O pacto de 1945 era simplíssimo. A Arábia Saudita assegurava o suprimento de petróleo para os Estados Unidos e em contrapartida, a potência americana garantia a segurança da família Saud no poder, a da própria Arábia Saudita e a de seus vizinhos árabes. Esse trato continua funcionando a todo vapor, mas as primaveras árabes, a retirada das tropas americanas do Iraque e do Afeganistão e as descobertas de gás e óleo de xisto nos Estados Unidos estão criando atritos sérios.

Apesar da profunda hostilidade de Riad à ditadura de Saddam Hussein no Iraque, os sauditas não estão nada felizes com o resultado da empreitada americana. Bagdá, que estava em mãos sunitas, passou sob controle de um regime xiita que rapidamente estreitou seus laços com o Irã, inimigo figadal dos Saud. A segunda decepção foi no Egito. O Cairo do governo autoritário de Hosni Mubarak era um aliado chave de Riad contra as ambições regionais iranianas.

O apoio americano aos revoltosos egípcios e depois ao governo de Mohamed Morsi controlado pela Irmandade Muçulmana foi percebido como uma falta de consideração. O sunismo wahabita rigorista dos sauditas considera o sunismo mais moderado da Irmandade como um perigoso concorrente. Sobretudo se ele pode contar com a força e o prestígio de estar no poder no Cairo, verdadeiro centro do Islã árabe.

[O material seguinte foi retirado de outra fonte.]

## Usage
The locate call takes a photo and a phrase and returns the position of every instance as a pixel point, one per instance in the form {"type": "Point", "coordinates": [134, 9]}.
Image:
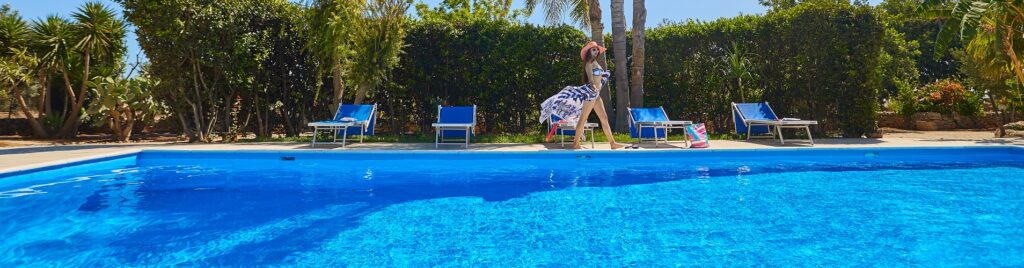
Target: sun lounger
{"type": "Point", "coordinates": [349, 119]}
{"type": "Point", "coordinates": [653, 124]}
{"type": "Point", "coordinates": [455, 123]}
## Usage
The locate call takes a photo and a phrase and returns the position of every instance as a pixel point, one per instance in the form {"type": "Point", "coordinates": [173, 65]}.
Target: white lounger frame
{"type": "Point", "coordinates": [440, 128]}
{"type": "Point", "coordinates": [654, 126]}
{"type": "Point", "coordinates": [776, 125]}
{"type": "Point", "coordinates": [343, 127]}
{"type": "Point", "coordinates": [562, 128]}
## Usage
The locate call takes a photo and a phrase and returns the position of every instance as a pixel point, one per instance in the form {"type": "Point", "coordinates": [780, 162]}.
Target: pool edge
{"type": "Point", "coordinates": [52, 165]}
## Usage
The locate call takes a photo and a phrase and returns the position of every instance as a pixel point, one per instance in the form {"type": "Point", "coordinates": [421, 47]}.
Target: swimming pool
{"type": "Point", "coordinates": [731, 208]}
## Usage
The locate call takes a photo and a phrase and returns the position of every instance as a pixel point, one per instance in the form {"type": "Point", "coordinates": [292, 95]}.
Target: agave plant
{"type": "Point", "coordinates": [123, 101]}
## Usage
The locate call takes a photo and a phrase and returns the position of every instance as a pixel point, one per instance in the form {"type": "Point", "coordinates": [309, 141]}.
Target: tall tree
{"type": "Point", "coordinates": [53, 44]}
{"type": "Point", "coordinates": [586, 13]}
{"type": "Point", "coordinates": [622, 59]}
{"type": "Point", "coordinates": [639, 51]}
{"type": "Point", "coordinates": [330, 31]}
{"type": "Point", "coordinates": [378, 41]}
{"type": "Point", "coordinates": [997, 24]}
{"type": "Point", "coordinates": [98, 34]}
{"type": "Point", "coordinates": [16, 63]}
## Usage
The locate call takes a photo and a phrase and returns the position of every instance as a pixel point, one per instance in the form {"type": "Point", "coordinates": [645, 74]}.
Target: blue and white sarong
{"type": "Point", "coordinates": [567, 103]}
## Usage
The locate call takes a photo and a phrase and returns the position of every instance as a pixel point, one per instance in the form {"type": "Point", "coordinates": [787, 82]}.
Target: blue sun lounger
{"type": "Point", "coordinates": [758, 118]}
{"type": "Point", "coordinates": [455, 123]}
{"type": "Point", "coordinates": [568, 129]}
{"type": "Point", "coordinates": [653, 124]}
{"type": "Point", "coordinates": [349, 119]}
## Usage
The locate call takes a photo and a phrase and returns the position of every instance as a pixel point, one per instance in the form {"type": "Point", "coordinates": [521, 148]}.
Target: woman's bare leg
{"type": "Point", "coordinates": [603, 117]}
{"type": "Point", "coordinates": [587, 108]}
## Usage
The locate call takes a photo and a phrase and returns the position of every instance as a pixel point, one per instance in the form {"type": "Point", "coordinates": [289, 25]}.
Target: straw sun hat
{"type": "Point", "coordinates": [586, 49]}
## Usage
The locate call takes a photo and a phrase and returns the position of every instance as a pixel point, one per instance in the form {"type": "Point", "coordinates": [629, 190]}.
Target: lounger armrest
{"type": "Point", "coordinates": [799, 122]}
{"type": "Point", "coordinates": [451, 125]}
{"type": "Point", "coordinates": [781, 122]}
{"type": "Point", "coordinates": [331, 124]}
{"type": "Point", "coordinates": [665, 123]}
{"type": "Point", "coordinates": [572, 126]}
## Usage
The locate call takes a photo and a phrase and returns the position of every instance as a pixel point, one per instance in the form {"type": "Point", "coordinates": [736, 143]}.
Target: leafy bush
{"type": "Point", "coordinates": [814, 61]}
{"type": "Point", "coordinates": [506, 69]}
{"type": "Point", "coordinates": [943, 96]}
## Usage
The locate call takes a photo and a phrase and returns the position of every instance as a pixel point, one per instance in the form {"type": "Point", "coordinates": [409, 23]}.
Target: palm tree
{"type": "Point", "coordinates": [997, 23]}
{"type": "Point", "coordinates": [331, 26]}
{"type": "Point", "coordinates": [378, 41]}
{"type": "Point", "coordinates": [16, 62]}
{"type": "Point", "coordinates": [639, 52]}
{"type": "Point", "coordinates": [99, 33]}
{"type": "Point", "coordinates": [622, 78]}
{"type": "Point", "coordinates": [583, 12]}
{"type": "Point", "coordinates": [52, 37]}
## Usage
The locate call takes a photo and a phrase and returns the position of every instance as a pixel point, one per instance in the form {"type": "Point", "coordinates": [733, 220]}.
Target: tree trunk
{"type": "Point", "coordinates": [1000, 130]}
{"type": "Point", "coordinates": [339, 91]}
{"type": "Point", "coordinates": [597, 35]}
{"type": "Point", "coordinates": [129, 125]}
{"type": "Point", "coordinates": [43, 94]}
{"type": "Point", "coordinates": [360, 94]}
{"type": "Point", "coordinates": [622, 65]}
{"type": "Point", "coordinates": [639, 51]}
{"type": "Point", "coordinates": [70, 129]}
{"type": "Point", "coordinates": [37, 128]}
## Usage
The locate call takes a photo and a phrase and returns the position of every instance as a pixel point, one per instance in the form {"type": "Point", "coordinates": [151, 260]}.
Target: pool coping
{"type": "Point", "coordinates": [52, 165]}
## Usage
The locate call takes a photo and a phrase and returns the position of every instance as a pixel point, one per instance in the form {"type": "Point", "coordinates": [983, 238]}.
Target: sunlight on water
{"type": "Point", "coordinates": [616, 212]}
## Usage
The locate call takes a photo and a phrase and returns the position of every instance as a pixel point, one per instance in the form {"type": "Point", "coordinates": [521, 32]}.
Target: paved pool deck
{"type": "Point", "coordinates": [16, 159]}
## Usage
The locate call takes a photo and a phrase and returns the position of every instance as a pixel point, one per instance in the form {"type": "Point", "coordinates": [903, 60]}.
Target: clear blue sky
{"type": "Point", "coordinates": [657, 11]}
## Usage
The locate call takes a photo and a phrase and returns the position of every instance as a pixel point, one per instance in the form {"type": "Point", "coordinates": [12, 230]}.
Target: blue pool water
{"type": "Point", "coordinates": [947, 207]}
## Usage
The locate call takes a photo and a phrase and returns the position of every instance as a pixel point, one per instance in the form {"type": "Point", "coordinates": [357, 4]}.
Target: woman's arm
{"type": "Point", "coordinates": [595, 80]}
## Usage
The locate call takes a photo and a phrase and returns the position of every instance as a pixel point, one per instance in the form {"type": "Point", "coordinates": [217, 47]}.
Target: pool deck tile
{"type": "Point", "coordinates": [19, 159]}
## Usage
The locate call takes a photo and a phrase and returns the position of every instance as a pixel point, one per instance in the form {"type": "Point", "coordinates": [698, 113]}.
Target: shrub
{"type": "Point", "coordinates": [506, 69]}
{"type": "Point", "coordinates": [943, 96]}
{"type": "Point", "coordinates": [814, 61]}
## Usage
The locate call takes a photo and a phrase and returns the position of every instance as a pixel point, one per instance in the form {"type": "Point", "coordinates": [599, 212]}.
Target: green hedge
{"type": "Point", "coordinates": [507, 70]}
{"type": "Point", "coordinates": [813, 61]}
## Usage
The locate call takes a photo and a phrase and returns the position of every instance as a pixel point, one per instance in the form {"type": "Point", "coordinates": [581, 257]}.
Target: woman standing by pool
{"type": "Point", "coordinates": [574, 103]}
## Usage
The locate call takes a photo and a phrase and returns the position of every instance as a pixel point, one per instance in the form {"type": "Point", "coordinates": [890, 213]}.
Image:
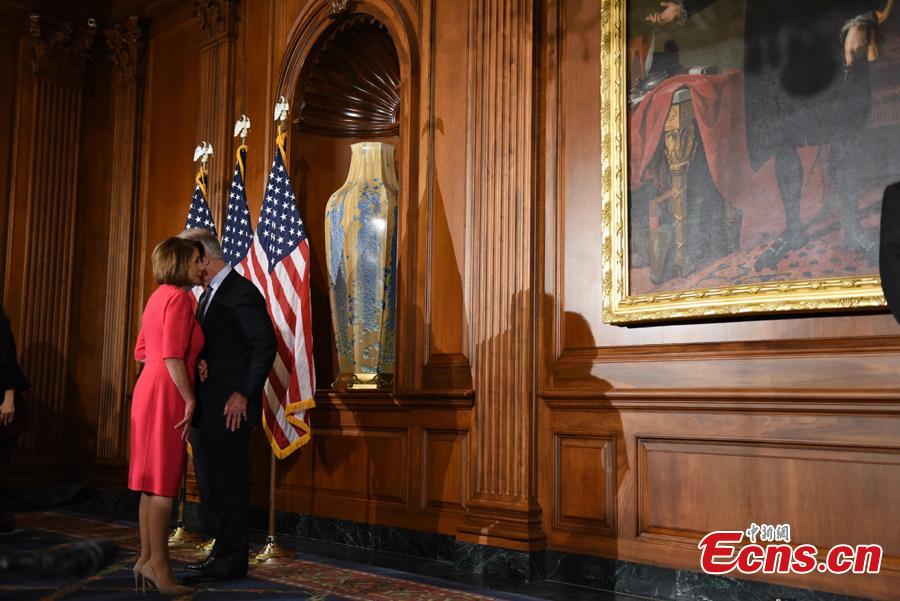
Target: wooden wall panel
{"type": "Point", "coordinates": [9, 78]}
{"type": "Point", "coordinates": [361, 477]}
{"type": "Point", "coordinates": [693, 486]}
{"type": "Point", "coordinates": [171, 98]}
{"type": "Point", "coordinates": [40, 272]}
{"type": "Point", "coordinates": [445, 465]}
{"type": "Point", "coordinates": [683, 472]}
{"type": "Point", "coordinates": [96, 174]}
{"type": "Point", "coordinates": [585, 484]}
{"type": "Point", "coordinates": [448, 186]}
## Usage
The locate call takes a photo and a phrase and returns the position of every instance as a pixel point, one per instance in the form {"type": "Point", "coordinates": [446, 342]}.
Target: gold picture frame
{"type": "Point", "coordinates": [619, 305]}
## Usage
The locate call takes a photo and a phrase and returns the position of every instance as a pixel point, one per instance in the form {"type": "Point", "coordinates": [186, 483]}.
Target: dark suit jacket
{"type": "Point", "coordinates": [240, 349]}
{"type": "Point", "coordinates": [889, 252]}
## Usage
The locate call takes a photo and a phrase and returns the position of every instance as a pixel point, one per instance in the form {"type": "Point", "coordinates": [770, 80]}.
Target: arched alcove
{"type": "Point", "coordinates": [348, 89]}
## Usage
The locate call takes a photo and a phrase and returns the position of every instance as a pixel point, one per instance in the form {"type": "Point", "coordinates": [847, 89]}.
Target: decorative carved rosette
{"type": "Point", "coordinates": [340, 8]}
{"type": "Point", "coordinates": [61, 50]}
{"type": "Point", "coordinates": [126, 43]}
{"type": "Point", "coordinates": [218, 18]}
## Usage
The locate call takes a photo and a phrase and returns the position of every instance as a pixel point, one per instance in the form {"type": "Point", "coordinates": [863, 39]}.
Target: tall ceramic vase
{"type": "Point", "coordinates": [361, 249]}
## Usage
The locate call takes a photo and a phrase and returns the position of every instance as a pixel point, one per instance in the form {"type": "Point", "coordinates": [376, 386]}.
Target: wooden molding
{"type": "Point", "coordinates": [61, 50]}
{"type": "Point", "coordinates": [351, 85]}
{"type": "Point", "coordinates": [218, 55]}
{"type": "Point", "coordinates": [504, 510]}
{"type": "Point", "coordinates": [125, 42]}
{"type": "Point", "coordinates": [450, 370]}
{"type": "Point", "coordinates": [588, 482]}
{"type": "Point", "coordinates": [218, 19]}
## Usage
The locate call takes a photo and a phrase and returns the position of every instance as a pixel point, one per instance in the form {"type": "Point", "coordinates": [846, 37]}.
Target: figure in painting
{"type": "Point", "coordinates": [806, 83]}
{"type": "Point", "coordinates": [791, 135]}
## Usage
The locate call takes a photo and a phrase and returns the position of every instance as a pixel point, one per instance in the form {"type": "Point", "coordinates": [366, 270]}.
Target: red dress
{"type": "Point", "coordinates": [168, 330]}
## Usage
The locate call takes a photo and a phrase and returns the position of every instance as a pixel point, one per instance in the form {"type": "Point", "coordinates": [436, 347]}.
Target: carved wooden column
{"type": "Point", "coordinates": [504, 511]}
{"type": "Point", "coordinates": [47, 232]}
{"type": "Point", "coordinates": [218, 49]}
{"type": "Point", "coordinates": [125, 44]}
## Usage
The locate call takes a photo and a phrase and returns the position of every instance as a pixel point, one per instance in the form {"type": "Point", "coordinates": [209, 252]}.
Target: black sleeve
{"type": "Point", "coordinates": [11, 375]}
{"type": "Point", "coordinates": [257, 328]}
{"type": "Point", "coordinates": [889, 252]}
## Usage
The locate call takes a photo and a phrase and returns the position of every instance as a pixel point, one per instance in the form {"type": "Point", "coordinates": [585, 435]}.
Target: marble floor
{"type": "Point", "coordinates": [313, 570]}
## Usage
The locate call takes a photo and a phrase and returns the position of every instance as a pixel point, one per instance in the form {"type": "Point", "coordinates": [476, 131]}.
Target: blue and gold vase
{"type": "Point", "coordinates": [361, 249]}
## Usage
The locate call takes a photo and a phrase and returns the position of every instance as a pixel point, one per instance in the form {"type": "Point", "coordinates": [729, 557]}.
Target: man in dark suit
{"type": "Point", "coordinates": [889, 252]}
{"type": "Point", "coordinates": [239, 352]}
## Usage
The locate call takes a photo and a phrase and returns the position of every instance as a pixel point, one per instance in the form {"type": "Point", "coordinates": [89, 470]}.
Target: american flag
{"type": "Point", "coordinates": [199, 215]}
{"type": "Point", "coordinates": [279, 265]}
{"type": "Point", "coordinates": [238, 236]}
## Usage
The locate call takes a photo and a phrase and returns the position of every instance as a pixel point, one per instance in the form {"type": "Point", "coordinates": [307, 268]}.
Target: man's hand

Aliás, antes de ser destituído, Morsi havia tentado uma aproximação com Teerã, por cima da cabeça dos Saud. E Riad não gostou nem um pouco que Washington tenha criticado o golpe militar que acabou com a festa dos Irmãos Muçulmanos egípcios.

Mas a gota d’água foi a Síria. Os dirigentes sauditas apoiaram desde o início a resistência síria contra o regime sanguinário de Bachar El-Assad, aliado fundamental do Irã no Oriente Próximo. A queda de Assad, substituído por um regime sunita vinculado à Arábia Saudita, seria um golpe fatal à expansão hegemônica dos iranianos na região.

Só que os americanos, depois de terem dado luz verde à ajuda militar saudita aos revoltosos sírios e de terem pedido publicamente uma mudança de regime em Damasco, tiraram o corpo fora. Washington agora não tem o mínimo interesse em promover a tomada de poder na Síria por fundamentalistas islâmicos financiados pelos saudita. Riad ficou pendurado na broxa.

Mas do ponto de vista saudita o pior estava por vir. A abertura de um diálogo sério entre Washington e Teerã sobre o programa nuclear iraniano é visto quase como uma traição. Considerar Bachar Al-Assad como um interlocutor internacional legítimo já foi um verdadeiro presente para os aiatolás iranianos. Mas uma reaproximação, junto com um acordo, entre americanos e iranianos seria reconhecer o papel do Irã como grande potência regional.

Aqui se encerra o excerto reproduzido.